Ogranicza nas tylko wyobraźnia
O prawdziwych relacjach w wirtualnej szkole mówił Leszek Janasik, dyrektor 5 LO w Milanówku podczas prelekcji "Ludzki wymiar (nie)realnej szkoły. Jak budować społeczność w dobie społecznego dystansu". Radził przede wszystkim, by prowadząc zdalne nauczanie kreatywnie wykorzystywać narzędzia, dbać o to, by nie zacierały się granicę pomiędzy życiem prywatnym a pracą lub nauką.

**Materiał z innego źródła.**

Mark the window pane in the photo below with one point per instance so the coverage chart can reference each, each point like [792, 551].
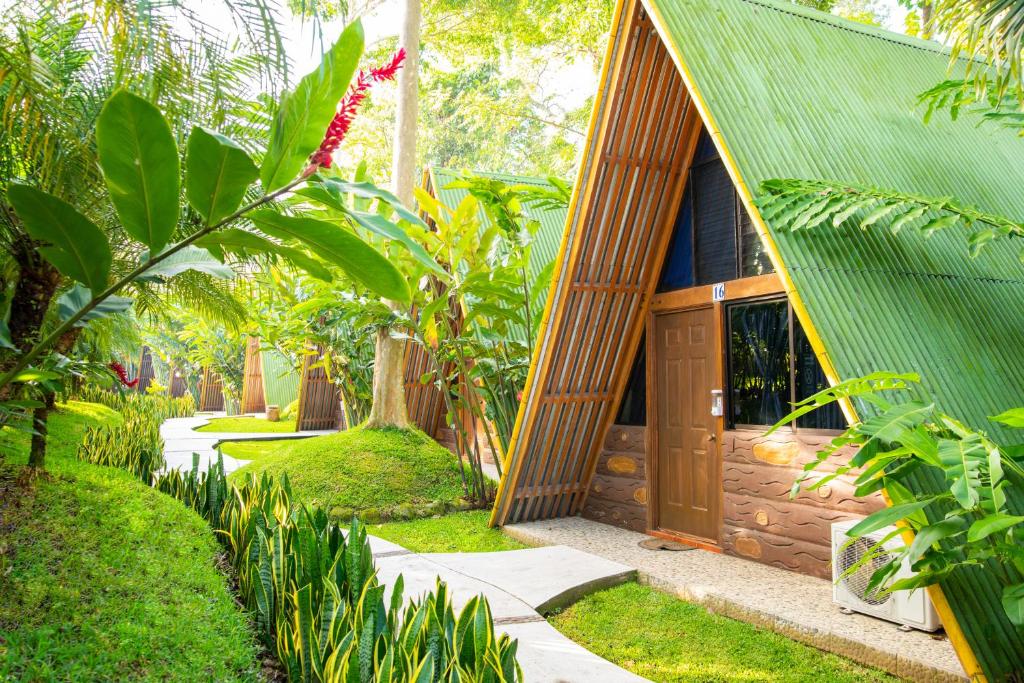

- Ogranicza nas tylko wyobraźnia - nasz umysł i nasze pomysły - mówił - Nie przychodźmy w pidżamie do szkoły. Ufajmy sobie nawzajem, bo to konieczne przy zdalnej lekcji. Musimy wierzyć, że nikt nie wykorzysta tego do własnych celów, nie wykorzysta screena do zrobienia złośliwego mema. Trzeba budować poczucie wzajemności, empatię. I uczeń po ośmiu godzinach może być wykończony, i nauczyciel - podkreślał. Dodał, że relacje trzeba pielęgnować, bo się one zacierają, gdy ograniczamy się do mówienia do awatarów, emotikonek. Dlatego konieczna jest wyrozumiałość i otwartość i dbanie o społeczność szkolną - tłumaczył.